Rating agencies Standard & Poor's and Moody's Investors Service in January said they might cut the top credit ratings at MBIA's main insurance unit, MBIA Insurance Corp, in part because of questions about the insurer's capital. Fears the insurer would lose top ratings cratered both the broader stock market and MBIA shares, which have fallen more than 80 percent since October.
But MBIA has raised $2.6 billion this year, including selling $1.1 billion of common shares, $1 billion of surplus notes, and a $500 million investment from private equity firm Warburg Pincus, which also bought some common shares in the offering. The insurer has also taken steps including writing less new business and cutting its dividend to boost capital.
In February, S&P and Moody's affirmed MBIA Insurance's triple-A ratings, which are crucial to winning new business.
MBIA said it generated $43.5 million of adjusted direct premium, a measure of the value of premium from new business earned in the quarter and expected from that new business in future quarters. The first-quarter figure was down 84 percent from a year earlier, but new business volume increased during the quarter, a trend that has continued in the second quarter.
Enough Capital?
Short sellers still believe MBIA needs a good deal more capital, but the company says it is rock-solid.
"MBIA continues to be a sound financial institution," Chief Executive Jay Brown said in a statement, adding that the company's balance sheet can withstand credit stress levels much worse than it is experiencing now. The company said it has no plans to issue common equity as part of its current capital plan.
MBIA said it believes it is about $1.3 billion below Moody's ideal capital level, even if it meets Moody's minimum capital requirement.
The insurer plans to buy more reinsurance to boost capital, and to write new business that either does not affect capital or boosts it. MBIA expects to be in line with Moody's requirements within two quarters.
Analysts polled by Reuters Estimates had expected a first-quarter loss of 95 cents per share, according to Reuters Estimates.
Excluding unrealized losses, Reuters Estimates said MBIA earned 16 cents per share. It was not immediately clear how closely that figure matched up with analysts' forecast.
In February, MBIA warned investors it might have to mark down the value of credit derivatives in the first quarter, given weakness in the credit market.
And in a letter to shareholders last week, CEO Brown wrote that he suspected the declining market value of credit derivatives "will again be incorrectly described by the media as either new subprime losses or asset write-offs and will dominate the news coverage of MBIA."
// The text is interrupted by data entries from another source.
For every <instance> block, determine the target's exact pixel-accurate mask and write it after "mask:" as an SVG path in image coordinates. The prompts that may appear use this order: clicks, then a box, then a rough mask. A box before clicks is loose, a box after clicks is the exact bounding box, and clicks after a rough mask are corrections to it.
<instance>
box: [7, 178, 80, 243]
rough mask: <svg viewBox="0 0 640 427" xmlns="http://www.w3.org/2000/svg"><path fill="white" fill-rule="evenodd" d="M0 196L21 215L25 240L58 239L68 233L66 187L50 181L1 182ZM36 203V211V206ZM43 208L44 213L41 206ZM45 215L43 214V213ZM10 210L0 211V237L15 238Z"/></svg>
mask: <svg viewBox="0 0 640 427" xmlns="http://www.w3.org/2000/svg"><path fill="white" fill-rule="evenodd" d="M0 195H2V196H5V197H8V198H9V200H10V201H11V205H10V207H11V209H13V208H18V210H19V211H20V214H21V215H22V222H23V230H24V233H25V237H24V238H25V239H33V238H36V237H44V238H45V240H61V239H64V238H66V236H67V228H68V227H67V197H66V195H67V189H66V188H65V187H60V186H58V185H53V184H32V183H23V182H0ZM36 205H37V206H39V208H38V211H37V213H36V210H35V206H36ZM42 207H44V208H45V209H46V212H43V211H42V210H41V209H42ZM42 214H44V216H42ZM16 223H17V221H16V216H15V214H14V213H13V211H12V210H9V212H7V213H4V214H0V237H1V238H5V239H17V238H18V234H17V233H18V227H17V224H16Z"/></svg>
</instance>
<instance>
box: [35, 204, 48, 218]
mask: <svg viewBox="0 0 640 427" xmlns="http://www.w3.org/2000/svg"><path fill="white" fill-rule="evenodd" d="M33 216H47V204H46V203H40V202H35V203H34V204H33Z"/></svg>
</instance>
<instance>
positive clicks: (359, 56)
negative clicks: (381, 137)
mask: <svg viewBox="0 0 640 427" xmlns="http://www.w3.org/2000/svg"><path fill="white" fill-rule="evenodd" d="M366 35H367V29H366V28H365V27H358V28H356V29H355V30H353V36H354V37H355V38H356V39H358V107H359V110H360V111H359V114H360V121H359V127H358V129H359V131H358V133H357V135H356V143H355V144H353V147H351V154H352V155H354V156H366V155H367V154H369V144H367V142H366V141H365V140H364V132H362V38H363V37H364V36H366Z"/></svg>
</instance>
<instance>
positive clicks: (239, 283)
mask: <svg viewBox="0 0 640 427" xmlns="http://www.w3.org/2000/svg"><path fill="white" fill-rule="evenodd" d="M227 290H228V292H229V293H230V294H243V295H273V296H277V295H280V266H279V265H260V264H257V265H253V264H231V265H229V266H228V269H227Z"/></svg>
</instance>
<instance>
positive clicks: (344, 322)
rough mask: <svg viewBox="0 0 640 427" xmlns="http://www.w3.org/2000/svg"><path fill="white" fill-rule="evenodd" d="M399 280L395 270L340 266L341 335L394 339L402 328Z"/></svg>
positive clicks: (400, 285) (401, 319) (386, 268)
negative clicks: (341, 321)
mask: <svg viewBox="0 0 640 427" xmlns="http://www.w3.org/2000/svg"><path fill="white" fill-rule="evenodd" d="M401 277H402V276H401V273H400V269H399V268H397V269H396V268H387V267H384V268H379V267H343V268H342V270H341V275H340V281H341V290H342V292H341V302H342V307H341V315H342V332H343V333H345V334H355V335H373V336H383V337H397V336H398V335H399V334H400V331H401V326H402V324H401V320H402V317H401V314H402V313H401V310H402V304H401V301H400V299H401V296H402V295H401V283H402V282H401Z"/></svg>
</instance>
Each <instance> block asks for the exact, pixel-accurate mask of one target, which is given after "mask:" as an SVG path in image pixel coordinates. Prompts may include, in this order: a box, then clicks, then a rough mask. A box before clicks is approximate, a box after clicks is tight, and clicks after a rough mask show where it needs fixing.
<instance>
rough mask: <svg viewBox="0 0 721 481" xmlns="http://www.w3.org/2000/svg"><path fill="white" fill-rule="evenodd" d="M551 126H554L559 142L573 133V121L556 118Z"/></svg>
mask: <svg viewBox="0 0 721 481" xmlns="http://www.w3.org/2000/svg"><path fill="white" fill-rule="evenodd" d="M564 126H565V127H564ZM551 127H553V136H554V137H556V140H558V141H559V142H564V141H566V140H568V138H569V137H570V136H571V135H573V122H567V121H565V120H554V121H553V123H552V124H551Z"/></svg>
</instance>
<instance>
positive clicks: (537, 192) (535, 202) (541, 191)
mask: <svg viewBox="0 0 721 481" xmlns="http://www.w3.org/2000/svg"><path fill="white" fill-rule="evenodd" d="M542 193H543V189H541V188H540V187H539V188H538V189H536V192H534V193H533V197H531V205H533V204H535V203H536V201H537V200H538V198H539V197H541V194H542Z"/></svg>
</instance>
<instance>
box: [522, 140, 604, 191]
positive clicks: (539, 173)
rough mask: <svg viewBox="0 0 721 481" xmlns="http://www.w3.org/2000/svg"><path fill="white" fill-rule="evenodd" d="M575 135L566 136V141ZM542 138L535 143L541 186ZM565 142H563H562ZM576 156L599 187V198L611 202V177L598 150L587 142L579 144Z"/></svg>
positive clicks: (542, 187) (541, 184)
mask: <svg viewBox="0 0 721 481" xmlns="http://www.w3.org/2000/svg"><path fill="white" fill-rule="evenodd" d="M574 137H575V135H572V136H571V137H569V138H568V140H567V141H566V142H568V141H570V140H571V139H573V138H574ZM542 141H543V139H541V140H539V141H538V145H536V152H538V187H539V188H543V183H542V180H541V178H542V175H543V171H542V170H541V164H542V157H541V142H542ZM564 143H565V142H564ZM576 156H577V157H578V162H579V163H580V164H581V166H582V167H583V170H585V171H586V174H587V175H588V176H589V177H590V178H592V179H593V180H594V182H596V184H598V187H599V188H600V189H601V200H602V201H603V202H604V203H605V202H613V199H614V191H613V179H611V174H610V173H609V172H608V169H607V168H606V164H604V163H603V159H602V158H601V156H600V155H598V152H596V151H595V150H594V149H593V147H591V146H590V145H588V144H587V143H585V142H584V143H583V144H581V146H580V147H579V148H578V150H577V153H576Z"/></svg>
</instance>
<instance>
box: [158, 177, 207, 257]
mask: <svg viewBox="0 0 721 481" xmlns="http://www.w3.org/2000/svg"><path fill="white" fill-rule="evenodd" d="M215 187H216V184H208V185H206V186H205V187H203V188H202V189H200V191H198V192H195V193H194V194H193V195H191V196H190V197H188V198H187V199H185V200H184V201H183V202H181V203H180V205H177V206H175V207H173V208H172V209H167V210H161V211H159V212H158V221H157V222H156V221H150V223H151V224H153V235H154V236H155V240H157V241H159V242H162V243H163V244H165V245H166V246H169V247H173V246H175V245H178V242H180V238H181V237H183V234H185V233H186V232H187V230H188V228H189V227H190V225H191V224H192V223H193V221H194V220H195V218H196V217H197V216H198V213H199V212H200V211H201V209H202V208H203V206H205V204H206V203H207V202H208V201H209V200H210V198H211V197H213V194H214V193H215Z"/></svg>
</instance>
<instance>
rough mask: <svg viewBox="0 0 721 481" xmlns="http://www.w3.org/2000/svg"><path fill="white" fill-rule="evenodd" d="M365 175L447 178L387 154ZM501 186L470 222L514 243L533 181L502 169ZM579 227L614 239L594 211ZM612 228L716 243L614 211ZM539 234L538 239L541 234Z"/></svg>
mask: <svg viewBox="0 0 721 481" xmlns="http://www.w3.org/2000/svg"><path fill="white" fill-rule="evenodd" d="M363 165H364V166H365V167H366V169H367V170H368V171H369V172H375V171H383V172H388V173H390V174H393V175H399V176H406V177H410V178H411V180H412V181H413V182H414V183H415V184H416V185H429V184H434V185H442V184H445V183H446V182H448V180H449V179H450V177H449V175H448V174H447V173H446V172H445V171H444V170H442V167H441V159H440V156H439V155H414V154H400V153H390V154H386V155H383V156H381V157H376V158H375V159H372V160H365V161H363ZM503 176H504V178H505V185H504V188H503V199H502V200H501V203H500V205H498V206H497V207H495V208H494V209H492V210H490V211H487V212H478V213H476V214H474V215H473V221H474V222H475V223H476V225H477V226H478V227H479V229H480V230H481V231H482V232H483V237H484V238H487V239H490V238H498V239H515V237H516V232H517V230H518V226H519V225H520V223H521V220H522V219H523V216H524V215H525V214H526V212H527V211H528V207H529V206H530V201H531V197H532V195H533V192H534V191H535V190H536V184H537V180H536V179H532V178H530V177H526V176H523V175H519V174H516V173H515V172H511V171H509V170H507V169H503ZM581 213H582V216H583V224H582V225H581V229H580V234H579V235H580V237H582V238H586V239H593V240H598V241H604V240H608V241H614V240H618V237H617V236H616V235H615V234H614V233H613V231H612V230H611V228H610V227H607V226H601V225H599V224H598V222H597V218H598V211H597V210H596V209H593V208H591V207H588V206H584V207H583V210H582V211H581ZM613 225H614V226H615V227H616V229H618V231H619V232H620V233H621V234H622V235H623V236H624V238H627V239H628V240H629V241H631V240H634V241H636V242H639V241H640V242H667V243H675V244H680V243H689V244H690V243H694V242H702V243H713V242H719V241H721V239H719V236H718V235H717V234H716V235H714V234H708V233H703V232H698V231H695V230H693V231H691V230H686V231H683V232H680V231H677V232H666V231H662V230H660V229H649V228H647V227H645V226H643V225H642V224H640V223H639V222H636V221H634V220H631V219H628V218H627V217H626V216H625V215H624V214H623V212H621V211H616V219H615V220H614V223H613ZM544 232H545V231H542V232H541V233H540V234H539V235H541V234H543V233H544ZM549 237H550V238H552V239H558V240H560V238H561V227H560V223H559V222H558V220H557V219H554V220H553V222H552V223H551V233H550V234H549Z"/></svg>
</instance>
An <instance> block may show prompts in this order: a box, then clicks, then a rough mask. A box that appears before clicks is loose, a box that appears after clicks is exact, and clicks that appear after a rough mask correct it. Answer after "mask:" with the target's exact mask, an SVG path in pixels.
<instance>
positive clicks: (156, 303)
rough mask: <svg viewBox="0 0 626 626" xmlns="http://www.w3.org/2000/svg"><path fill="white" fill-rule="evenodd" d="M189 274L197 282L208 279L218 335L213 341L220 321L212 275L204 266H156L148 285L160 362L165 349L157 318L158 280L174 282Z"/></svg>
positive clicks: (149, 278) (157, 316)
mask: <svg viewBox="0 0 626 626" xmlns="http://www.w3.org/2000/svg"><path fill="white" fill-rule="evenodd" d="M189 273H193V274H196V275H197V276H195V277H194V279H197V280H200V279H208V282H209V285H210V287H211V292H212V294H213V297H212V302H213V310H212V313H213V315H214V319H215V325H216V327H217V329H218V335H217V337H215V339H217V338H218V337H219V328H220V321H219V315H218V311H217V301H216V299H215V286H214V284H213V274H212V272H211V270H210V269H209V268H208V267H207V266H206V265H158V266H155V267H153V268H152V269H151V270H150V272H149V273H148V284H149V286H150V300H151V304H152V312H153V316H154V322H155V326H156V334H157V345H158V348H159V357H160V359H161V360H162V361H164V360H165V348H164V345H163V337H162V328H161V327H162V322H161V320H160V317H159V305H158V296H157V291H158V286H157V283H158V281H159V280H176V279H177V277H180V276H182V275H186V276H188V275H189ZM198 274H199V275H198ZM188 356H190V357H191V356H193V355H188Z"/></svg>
Brown also said that although market inputs are used to determine the value of MBIA's credit derivatives, there is no real market for the insurer's positions, and the valuations do not reflect expected actual payouts.
MBIA recorded losses of $3.7 billion from the change in credit derivatives' value in all of 2007, which resulted in net losses for the year of $1.9 billion.
Monday's results left MBIA's shareholder equity, or the accounting value of assets minus liabilities, at $2.06 billion, down from $3.66 billion in the fourth quarter of 2007.